The second phase of improvements to flood banks at Whittlesey Washes is nearly complete, meaning a popular cycle path through the area has reopened to the public three months sooner than planned.
The Green Wheel cycle path (route 21) between Stanground and Whittlesey was expected to remain diverted until the end of November, while a low, 249m-long concrete wall was built as part of a scheme to improve flood defences.
When the whole £26m Environment Agency-led scheme is complete, a 16km stretch of the South Bank will have been strengthened.

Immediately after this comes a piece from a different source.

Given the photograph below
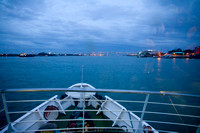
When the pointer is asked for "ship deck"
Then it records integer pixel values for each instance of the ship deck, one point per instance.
(92, 115)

Whittlesey Washes also known as the Nene Washes stores water from the River Nene when it is tide-locked . This happens when heavy rainfall increases river flows and coincides with high tides, meaning the extra water cannot be released through the Dog in a Doublet sluice. As the tide recedes, water is released from the reservoir and into the tidal River Nene through the Ring s End sluice.
Environment Agency catchment engineer Guy Szomi told Connect FM:
“We’re very pleased to be making such good progress on improving flood defences at Whittlesey Washes. Through our teams hard work, we re completing some of this ahead of schedule, meaning cyclists and walkers can get back to enjoying their local area.”
Officials say the Whittlesey Washes project will improve the condition of the South Barrier Bank so it can continue to protect hundreds of homes, roads, and railways in and around Peterborough, as well as 8,000 hectares of farmland to the southeast of the city.
The remaining phase of the scheme sees bank work being carried out between Poplar House Farm and Bassenhally. While this is expected to be completed in November, a footpath through the area will remain diverted until next summer. This will allow the grass which adds to the stability of the bank by preventing erosion to establish.